What more is there? For the testimony to so many virtues, to such great holiness and excellence, to such flowing and abundant grace divinely shining in her is all disclosed in the books of the Heavenly Revelations, which were divinely given to her, and in the Book of Questions, which was also given to her divinely, through an infusion from the Holy Spirit, in a wonderful manner and, as it were, in a single hour, while she was riding her horse and journeying to her villa in Vadstena, as is more fully recorded at the beginning of that same Book of Questions.
Testimony is also provided by visual experiences, for very often these things were seen by us ourselves and by many others in various parts of the world. For we have often seen that things that she had prophetically foretold many years ahead of time, afterwards actually came about in our experience. This is something that many others also saw and experienced. From them it may be clearly gathered (and it can be tested by the sayings of the saints) that she had from God the true spirit of prophecy and that intellectual vision had been divinely given to her.
The miracles too that since her death are happening through her merits and intercession bear now, and will in future bear, the clear witness of truth to the great graces that divinely sparkled in her.

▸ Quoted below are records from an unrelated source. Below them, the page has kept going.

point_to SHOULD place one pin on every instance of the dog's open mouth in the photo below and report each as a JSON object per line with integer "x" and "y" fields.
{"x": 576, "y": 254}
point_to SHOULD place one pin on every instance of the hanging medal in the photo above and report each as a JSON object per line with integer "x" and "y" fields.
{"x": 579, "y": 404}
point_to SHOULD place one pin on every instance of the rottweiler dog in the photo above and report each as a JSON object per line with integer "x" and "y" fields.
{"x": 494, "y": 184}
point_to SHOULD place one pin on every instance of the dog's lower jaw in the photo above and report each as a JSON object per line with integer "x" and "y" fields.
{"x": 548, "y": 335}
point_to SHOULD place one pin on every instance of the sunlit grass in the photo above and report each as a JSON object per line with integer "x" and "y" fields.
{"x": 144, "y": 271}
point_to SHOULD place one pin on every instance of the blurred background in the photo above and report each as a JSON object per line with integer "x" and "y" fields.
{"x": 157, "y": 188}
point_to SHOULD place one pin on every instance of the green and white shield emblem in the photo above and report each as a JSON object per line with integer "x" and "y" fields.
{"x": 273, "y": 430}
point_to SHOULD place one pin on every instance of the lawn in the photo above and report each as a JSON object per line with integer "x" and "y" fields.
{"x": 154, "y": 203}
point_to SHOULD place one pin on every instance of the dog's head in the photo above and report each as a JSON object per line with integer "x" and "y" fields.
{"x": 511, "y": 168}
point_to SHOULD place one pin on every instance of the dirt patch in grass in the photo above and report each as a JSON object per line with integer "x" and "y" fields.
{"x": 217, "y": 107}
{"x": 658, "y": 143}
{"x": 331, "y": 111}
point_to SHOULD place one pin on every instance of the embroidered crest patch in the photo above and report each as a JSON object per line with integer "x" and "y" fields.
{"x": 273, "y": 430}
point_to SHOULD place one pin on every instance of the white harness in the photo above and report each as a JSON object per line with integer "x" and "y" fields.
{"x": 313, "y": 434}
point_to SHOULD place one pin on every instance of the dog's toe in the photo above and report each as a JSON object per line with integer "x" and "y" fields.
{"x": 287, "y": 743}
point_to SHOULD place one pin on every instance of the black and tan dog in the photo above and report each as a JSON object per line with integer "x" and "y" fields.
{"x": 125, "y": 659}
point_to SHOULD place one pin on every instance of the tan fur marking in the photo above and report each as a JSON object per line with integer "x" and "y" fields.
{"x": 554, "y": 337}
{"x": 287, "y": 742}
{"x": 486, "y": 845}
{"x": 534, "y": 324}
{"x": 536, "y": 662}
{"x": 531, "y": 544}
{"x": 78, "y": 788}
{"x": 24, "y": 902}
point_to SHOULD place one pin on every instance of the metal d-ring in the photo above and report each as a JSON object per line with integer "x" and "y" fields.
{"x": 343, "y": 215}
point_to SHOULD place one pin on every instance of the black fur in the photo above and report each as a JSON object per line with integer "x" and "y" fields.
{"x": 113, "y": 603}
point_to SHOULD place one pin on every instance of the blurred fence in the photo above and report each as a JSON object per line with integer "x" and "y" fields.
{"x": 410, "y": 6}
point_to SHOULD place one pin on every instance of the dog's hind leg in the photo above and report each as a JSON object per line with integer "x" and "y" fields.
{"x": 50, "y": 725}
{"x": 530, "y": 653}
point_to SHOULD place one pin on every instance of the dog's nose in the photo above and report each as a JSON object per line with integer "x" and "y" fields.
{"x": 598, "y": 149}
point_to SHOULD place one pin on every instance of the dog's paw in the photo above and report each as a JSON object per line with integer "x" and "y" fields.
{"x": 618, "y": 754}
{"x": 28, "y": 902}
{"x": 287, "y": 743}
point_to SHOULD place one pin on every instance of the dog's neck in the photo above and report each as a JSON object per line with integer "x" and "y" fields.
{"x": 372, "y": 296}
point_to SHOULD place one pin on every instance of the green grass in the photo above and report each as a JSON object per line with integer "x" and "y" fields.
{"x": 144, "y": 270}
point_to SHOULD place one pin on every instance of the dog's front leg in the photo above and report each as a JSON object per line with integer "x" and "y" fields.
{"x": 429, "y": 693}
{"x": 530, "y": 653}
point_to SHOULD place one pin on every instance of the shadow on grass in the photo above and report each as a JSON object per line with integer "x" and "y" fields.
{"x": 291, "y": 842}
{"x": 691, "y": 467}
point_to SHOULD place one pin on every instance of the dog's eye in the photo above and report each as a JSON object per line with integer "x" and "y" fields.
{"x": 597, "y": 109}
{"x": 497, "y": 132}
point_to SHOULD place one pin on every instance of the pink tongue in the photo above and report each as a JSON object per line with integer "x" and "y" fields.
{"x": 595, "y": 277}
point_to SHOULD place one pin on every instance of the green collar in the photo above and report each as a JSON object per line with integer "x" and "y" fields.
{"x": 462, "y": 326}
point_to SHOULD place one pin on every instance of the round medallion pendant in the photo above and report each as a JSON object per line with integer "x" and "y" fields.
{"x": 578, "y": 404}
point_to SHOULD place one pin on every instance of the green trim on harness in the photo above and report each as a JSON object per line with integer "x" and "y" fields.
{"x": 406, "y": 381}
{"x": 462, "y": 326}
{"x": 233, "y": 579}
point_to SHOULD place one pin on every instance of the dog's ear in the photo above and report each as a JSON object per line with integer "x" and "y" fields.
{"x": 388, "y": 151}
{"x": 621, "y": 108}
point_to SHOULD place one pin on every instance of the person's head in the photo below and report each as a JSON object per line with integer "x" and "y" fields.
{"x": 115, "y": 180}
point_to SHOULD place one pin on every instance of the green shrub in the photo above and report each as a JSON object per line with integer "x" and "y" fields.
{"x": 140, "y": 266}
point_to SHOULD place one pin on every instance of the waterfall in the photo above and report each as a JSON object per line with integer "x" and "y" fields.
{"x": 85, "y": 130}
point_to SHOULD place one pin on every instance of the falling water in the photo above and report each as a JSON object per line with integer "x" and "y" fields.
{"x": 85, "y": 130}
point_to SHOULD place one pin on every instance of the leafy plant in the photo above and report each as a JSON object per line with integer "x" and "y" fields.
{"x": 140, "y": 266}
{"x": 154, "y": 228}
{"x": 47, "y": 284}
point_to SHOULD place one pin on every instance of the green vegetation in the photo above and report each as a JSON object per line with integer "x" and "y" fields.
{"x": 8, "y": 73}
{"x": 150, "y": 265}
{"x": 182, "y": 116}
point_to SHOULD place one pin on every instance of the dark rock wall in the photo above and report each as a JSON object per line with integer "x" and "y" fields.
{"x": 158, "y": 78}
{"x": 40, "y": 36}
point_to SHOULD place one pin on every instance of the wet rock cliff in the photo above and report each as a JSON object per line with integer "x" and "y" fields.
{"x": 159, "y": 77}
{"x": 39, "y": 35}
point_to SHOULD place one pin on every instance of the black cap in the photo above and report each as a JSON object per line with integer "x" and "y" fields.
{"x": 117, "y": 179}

Indeed, after this lady had been called into the Spirit of God, she prophesied not only about the future - as did the prophets - but also about the present and the past; and she also clarified many things concerning certain doubtful matters in Sacred Scripture.
Moreover, like the apostles, she relinquished all that she owned; and, at God's instruction, she sent letters to the major personages of the whole of Christendom: namely, to the supreme pontiffs; to the emperors; to the kings and queens of France and of England, of Sicily and of Cyprus; to princes and princesses; to various prelates; to seculars and to religious; to kingdoms, and to lands and to cities. She also visited many lands personally, showing God's will to great and small alike for the good of their souls, redeemed by Christ's blood.
Like the holy evangelists, she wrote also about the birth of Christ and about his glorious life, and, in a similar way, about his death and about his resurrection and about his eternal glory, as is shown clearly enough in her revelations.
In truth, she was not without experience of martyrdom; for she mortified her body by living in toil and abstinence, by exposing herself to dangers on land and on sea, and by patiently enduring, for the sake of Christ's name, the reproaches and affronts of many, whether she was in grave physical infirmity or in health. From her innermost heart, she continually returned thanks to her bridegroom, Jesus Christ, for all adversities; and she prayed suppliantly to God for those who offended her.